Basic net loss per share amounts is computed by dividing the net income by the weighted average number of common shares outstanding. Diluted earnings per share are the same as basic earnings per share due to the lack of dilutive items in the Company.


Impact of New Accounting Standards


The Company does not expect the adoption of recently issued accounting pronouncements to have a significant impact on the Company’s results of operations, financial position, or cash flow.


NOTE 3.  GOING CONCERN


The Company’s financial statements are prepared using accounting principles generally accepted in the United States of America applicable to a going concern that contemplates the realization of assets and liquidation of liabilities in the normal course of business. The Company has not established any source of revenue to cover its operating costs. The Company will engage in very limited activities without incurring any liabilities that must be satisfied in cash until a source of funding is secured. The Company will offer noncash consideration and seek equity lines as a means of financing its operations. If the Company is unable to obtain revenue producing contracts or financing or if the revenue or financing it does obtain is insufficient to cover any operating losses it may incur, it may substantially curtail or terminate its operations or seek other business opportunities through strategic alliances, acquisitions or other arrangements that may dilute the interests of existing stockholders.

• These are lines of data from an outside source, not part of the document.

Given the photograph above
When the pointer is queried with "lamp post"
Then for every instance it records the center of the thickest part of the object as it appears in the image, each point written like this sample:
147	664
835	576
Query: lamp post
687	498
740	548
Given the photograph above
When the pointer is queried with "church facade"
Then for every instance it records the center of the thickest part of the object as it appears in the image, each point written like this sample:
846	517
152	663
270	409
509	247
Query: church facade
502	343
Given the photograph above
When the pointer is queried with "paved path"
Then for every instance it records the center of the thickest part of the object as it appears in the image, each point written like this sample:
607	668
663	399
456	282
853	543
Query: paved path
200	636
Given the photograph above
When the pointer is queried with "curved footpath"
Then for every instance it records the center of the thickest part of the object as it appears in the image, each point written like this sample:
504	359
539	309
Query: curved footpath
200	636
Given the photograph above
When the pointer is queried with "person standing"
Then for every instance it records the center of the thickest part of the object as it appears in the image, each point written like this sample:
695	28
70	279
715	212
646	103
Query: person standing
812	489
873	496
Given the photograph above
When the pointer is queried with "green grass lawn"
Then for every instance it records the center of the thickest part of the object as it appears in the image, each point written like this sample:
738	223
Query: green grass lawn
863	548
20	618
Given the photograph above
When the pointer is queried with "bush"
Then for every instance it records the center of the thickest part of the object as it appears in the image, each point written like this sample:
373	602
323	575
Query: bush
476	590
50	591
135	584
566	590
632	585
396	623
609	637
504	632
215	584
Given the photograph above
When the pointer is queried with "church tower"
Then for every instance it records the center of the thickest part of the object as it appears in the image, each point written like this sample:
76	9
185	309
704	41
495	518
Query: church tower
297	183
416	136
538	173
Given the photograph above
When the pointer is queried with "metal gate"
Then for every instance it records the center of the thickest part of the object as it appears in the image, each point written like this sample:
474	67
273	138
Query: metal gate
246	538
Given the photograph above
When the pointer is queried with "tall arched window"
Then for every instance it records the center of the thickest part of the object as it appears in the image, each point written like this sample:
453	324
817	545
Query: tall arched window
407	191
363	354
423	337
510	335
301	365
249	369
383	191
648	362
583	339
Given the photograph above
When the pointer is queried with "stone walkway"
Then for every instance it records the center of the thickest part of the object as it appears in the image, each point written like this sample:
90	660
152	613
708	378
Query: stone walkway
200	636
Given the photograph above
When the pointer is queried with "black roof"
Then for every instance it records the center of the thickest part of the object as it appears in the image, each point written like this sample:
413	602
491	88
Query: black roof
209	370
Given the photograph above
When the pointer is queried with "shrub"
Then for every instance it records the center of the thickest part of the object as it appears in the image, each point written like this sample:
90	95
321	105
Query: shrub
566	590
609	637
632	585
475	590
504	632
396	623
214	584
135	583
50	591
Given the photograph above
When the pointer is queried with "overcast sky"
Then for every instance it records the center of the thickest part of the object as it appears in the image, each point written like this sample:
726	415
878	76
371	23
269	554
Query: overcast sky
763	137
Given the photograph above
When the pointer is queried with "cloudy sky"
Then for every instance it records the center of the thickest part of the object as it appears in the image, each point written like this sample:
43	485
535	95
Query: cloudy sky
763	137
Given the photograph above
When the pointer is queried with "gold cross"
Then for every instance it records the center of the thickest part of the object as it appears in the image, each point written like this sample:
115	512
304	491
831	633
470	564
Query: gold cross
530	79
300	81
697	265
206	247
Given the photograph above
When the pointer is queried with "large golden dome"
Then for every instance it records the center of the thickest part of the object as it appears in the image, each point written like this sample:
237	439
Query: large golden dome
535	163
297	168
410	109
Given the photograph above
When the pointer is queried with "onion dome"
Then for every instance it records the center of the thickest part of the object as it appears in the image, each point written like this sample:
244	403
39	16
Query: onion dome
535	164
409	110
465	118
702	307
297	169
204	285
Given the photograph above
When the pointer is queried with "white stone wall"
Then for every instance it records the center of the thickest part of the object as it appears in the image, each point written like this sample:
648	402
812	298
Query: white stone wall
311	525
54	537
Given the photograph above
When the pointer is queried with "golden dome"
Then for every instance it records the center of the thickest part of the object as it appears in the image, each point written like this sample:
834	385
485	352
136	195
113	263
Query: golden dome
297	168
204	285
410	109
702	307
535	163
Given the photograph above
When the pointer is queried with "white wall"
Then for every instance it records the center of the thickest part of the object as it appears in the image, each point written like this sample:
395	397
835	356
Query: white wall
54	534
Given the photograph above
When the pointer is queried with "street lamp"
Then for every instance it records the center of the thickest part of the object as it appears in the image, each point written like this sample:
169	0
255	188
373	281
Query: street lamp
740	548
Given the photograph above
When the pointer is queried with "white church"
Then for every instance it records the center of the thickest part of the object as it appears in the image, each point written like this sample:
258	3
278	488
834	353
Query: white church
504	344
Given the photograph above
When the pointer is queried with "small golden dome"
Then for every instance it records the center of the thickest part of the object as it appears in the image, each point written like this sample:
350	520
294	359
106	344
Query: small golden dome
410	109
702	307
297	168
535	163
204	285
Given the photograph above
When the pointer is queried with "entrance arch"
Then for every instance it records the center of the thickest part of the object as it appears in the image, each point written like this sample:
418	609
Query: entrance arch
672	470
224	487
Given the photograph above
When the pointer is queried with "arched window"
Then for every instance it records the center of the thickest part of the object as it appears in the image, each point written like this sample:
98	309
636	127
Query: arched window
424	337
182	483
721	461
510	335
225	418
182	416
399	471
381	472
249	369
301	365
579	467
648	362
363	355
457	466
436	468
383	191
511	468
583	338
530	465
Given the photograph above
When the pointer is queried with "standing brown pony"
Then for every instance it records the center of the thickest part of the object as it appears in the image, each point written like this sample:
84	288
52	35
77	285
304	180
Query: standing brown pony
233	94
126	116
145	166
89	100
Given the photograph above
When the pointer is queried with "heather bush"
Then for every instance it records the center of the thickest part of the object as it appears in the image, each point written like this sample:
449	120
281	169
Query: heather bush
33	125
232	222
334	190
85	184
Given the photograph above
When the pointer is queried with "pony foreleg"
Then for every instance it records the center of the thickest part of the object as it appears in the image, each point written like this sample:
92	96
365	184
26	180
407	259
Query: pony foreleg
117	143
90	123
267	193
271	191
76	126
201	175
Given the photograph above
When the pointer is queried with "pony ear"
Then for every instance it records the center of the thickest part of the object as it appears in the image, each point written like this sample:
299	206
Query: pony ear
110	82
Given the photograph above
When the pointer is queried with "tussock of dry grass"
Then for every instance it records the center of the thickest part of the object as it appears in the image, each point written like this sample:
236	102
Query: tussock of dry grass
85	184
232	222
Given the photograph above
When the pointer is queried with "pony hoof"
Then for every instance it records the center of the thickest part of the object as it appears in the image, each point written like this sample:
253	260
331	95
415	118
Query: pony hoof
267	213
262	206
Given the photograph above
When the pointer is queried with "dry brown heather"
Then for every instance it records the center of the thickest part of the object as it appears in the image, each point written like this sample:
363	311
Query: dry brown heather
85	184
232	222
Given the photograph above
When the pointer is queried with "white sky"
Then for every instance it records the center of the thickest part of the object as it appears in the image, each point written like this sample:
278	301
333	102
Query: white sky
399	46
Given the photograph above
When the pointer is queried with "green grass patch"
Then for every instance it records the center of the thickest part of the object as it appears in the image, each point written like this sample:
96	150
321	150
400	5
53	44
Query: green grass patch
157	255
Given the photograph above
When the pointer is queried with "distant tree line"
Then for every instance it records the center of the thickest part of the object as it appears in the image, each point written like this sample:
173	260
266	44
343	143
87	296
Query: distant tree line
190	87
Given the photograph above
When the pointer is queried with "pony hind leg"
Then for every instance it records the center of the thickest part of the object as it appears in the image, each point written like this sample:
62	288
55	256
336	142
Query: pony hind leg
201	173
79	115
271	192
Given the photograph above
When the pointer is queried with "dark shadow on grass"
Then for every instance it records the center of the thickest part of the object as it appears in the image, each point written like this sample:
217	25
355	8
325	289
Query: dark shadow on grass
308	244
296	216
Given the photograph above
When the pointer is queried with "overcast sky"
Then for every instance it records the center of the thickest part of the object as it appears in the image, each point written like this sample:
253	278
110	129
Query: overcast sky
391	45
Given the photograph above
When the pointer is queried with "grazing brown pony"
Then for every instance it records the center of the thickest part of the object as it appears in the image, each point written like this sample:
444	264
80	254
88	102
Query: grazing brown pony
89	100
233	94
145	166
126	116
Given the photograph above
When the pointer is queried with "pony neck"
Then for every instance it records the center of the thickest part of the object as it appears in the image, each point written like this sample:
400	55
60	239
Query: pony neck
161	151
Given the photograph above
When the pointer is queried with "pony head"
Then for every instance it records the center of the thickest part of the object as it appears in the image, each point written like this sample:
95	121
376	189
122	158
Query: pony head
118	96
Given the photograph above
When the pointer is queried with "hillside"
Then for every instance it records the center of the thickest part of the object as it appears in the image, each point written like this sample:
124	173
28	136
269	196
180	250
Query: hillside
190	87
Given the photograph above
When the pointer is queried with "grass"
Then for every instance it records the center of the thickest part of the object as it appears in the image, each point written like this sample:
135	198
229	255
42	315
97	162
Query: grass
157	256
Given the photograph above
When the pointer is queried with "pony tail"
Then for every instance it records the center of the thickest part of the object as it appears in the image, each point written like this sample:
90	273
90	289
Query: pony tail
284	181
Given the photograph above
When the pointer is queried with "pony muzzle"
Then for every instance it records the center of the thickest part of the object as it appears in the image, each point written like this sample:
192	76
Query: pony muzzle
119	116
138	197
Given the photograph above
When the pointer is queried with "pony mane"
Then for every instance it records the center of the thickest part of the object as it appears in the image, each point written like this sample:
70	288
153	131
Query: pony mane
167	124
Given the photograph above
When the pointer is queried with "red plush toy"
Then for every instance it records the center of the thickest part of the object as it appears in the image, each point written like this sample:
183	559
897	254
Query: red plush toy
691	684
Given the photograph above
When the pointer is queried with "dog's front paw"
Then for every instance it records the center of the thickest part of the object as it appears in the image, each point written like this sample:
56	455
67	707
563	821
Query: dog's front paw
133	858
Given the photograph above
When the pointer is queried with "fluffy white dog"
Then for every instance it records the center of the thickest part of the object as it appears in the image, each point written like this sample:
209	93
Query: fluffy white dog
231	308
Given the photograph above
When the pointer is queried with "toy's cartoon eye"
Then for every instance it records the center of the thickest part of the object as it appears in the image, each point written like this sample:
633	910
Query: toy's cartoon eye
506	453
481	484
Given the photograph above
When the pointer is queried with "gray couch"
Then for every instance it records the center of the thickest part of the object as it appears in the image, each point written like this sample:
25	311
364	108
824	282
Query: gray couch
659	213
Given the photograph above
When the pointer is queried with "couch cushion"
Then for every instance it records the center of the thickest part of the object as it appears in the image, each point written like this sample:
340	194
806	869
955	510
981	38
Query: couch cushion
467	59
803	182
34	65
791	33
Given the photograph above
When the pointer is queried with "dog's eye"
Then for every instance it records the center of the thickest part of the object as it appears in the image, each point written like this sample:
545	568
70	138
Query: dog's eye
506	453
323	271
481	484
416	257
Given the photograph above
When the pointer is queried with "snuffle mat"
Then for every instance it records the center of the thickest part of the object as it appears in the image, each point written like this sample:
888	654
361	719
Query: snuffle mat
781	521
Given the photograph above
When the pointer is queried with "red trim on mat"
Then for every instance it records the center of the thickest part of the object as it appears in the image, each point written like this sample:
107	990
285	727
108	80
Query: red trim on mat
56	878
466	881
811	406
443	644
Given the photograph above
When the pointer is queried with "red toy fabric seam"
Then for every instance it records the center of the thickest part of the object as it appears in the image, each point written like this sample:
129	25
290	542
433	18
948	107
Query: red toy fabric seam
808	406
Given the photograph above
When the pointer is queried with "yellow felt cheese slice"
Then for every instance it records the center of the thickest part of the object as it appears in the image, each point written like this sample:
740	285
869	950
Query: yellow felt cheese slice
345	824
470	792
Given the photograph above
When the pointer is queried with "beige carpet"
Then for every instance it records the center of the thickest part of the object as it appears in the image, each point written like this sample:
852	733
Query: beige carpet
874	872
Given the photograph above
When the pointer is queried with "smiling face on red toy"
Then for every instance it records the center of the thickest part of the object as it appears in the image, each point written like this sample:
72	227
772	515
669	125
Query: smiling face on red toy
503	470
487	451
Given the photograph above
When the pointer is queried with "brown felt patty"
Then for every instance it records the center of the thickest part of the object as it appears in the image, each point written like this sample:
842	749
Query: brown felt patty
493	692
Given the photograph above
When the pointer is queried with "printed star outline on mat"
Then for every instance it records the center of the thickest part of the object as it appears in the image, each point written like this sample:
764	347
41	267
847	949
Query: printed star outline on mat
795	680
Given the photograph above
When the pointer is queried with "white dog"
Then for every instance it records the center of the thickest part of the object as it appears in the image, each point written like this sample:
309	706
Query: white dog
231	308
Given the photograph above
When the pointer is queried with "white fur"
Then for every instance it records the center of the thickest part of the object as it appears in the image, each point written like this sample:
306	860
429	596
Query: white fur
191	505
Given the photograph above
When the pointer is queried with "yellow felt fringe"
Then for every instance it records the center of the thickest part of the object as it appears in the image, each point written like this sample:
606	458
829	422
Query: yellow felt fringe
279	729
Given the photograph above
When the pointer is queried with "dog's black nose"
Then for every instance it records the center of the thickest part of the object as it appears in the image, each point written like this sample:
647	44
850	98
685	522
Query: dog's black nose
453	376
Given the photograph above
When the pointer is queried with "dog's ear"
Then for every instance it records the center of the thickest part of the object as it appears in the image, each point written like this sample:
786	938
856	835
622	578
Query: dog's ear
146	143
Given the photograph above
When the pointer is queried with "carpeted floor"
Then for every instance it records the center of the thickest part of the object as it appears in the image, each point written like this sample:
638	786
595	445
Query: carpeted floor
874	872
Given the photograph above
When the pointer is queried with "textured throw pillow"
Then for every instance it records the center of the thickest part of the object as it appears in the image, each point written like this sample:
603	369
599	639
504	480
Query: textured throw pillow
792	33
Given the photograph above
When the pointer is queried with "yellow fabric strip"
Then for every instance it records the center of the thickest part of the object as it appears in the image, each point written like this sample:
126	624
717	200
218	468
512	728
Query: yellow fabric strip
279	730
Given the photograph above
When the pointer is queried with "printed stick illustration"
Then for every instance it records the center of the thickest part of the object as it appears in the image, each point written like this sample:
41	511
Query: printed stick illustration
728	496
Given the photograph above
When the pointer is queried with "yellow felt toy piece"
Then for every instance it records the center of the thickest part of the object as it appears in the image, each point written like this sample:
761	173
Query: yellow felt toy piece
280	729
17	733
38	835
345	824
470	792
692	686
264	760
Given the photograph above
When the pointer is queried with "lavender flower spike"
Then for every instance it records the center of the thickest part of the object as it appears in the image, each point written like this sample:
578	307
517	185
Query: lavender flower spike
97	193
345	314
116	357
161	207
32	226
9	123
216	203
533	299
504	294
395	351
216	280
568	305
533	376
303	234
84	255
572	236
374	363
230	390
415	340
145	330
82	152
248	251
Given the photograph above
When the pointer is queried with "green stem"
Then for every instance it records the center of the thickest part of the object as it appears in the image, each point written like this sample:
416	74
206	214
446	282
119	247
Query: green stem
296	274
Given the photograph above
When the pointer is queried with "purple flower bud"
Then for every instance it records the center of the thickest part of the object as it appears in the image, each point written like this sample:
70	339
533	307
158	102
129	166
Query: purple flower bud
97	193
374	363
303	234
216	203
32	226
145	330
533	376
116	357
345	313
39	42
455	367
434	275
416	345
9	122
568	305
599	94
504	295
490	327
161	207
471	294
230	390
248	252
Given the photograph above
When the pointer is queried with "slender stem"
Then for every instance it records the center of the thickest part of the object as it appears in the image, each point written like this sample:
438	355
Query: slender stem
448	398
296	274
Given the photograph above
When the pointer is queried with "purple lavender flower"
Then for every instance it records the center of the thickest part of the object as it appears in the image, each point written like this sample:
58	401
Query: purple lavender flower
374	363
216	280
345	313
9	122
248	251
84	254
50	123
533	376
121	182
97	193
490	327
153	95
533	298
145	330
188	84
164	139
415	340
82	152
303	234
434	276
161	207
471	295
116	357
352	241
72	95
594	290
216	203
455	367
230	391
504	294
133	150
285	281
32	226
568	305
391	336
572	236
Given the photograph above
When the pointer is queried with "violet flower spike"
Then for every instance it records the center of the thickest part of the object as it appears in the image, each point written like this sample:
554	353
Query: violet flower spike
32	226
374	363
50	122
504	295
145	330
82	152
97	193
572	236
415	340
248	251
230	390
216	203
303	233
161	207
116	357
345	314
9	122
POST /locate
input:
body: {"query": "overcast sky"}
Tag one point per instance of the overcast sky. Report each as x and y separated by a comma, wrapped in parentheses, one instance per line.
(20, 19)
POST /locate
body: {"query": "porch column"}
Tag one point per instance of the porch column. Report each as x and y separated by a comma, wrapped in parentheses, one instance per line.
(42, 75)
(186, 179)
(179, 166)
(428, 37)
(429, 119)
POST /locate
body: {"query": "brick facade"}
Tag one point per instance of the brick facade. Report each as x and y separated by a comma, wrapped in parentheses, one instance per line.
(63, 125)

NOTE 4.  RELATED PARTY TRANSACTIONS


An officer and director of the Company performed services for the Company during the period the value of which was $1,000, in exchange for 10,000,000 shares of common stock. An officer and director of the Company loaned $1,000 to the Company during the period. There are no specific term and no interest on this loan.


NOTE  5.  SHAREHOLDER’S EQUITY


Upon formation, the Board of Directors issued 10,000,000 shares of common stock for $1,000 in services to the founding shareholder of the Company.


The stockholders’ equity section of the Company contains the following classes of capital stock as of   


·

Common stock, $ 0.0001 par value: 100,000,000 shares authorized; 10,000,000 shares issued and outstanding


·

Preferred stock, $ 0.0001 par value: 5,000,000 shares authorized; but not issued and outstanding.


NOTE  6.  COMMITMENT AND CONTINGENCY


There is no commitment or contingency to disclose during the quarter ended June 30, 2012.


NOTE 7.  SUBSEQUENT EVENTS


Management has evaluated subsequent events up to and including July 16, 2012 which is the date the statements were available for issuance and determined there are no reportable subsequent events.